Hippocrates, considered as the Father of Medicine, recommended the use of aromatics as food and medicine, as well as a fragrant massage everyday for good health. He is credited with having said, "the way to health is to have an aromatic bath and a scented massage every day."
Some of the earliest documented uses of aromatherapy were in ancient Egypt. There, scientists discovered recipes for treating many types of illness with topical, aromatic and internal use of plant oils. And, one of the oldest surviving medical books in China, "The Chinese Yellow Emperor's Book of Internal Medicine" contains information on more than 300 plants and their properties.
In the 12th century, healers in Europe, particularly those in the monasteries, began to distill small quantities of their own healing herbs and plants for their oils. In medieval Europe, all literary knowledge was in the hands of the nuns and monks, such as Hildegard von Bingen, who studied and recorded the medicinal uses of plants, tinctures and essential oils.
Aromatherapy can be defined as the art and science of utilizing naturally extracted aromatic essences from plants to balance, harmonize and promote the health of body, mind and spirit.

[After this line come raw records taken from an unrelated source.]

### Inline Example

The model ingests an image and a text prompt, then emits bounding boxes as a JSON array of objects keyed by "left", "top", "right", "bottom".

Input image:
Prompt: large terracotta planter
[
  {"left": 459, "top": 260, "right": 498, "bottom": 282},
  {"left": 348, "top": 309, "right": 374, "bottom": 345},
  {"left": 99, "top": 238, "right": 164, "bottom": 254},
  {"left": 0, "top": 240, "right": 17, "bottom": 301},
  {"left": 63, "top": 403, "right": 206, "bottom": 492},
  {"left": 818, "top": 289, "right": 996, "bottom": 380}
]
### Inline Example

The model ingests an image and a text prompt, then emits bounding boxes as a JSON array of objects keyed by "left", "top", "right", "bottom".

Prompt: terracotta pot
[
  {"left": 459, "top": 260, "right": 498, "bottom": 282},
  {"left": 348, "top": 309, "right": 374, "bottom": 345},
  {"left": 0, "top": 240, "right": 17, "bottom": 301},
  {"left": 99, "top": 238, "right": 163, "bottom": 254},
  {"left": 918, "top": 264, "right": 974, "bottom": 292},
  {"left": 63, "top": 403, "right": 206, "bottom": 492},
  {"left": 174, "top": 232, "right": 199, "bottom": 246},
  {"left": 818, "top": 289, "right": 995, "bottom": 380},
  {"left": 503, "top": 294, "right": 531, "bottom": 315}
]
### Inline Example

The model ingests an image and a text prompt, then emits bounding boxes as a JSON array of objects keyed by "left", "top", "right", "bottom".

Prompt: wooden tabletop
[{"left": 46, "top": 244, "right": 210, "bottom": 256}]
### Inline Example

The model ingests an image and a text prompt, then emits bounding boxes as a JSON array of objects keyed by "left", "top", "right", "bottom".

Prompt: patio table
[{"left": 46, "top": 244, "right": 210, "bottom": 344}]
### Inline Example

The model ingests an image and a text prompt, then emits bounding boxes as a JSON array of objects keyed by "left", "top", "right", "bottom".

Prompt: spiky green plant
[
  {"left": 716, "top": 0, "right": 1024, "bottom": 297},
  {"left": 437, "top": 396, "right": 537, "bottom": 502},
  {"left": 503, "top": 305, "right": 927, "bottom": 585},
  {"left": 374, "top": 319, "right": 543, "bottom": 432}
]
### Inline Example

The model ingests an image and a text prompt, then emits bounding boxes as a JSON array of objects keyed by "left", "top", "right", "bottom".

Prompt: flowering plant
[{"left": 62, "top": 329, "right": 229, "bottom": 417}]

"Aromatherapy is... the skilled and controlled use of essential oils for physical and emotional health and well being." ~ Valerie Cooksley
"Aromatherapy conveys the concept of healing with aromatic substances." ~ Robert Tisserand
"Aromatherapy is a caring, hands-on therapy which seeks to induce relaxation, to increase energy, to reduce the effects of stress and to restore lost balance to mind, body and soul." ~ Robert Tisserand
"Aromatherapy can be defined as the controlled use of essential oils to maintain and promote physical, psychological, and spiritual wellbeing." - Gabriel Mojay
Did Aromatherapy Exist Before Written History?
No one knows the identity of the first person to recognize the healing properties of plants but detailed recipes using aromatic compounds are given in the Old Testament. A primitive form of aromatherapy almost certainly existed before written history. Humans have always used plants – particularly those aromatic essential oils to treat illnesses and heal pain and wounds. But only with a certain level of technical sophistication could the ancient essential oil distilleries in Egypt, Israel, and elsewhere be built.
It has been during the past 30 years that Western medicine started recognizing this ancient healing art as an alternative and complementary therapy to traditional treatment regimens. According to the National Association for Holistic Aromatherapy, in the US, aromatherapy is more than a 1 billion dollar business with interest is widespread and expanding. In fact, there are a number of mainstream medical doctors who practice aromatherapy in Europe and most health insurance companies cover reimbursement for treatments.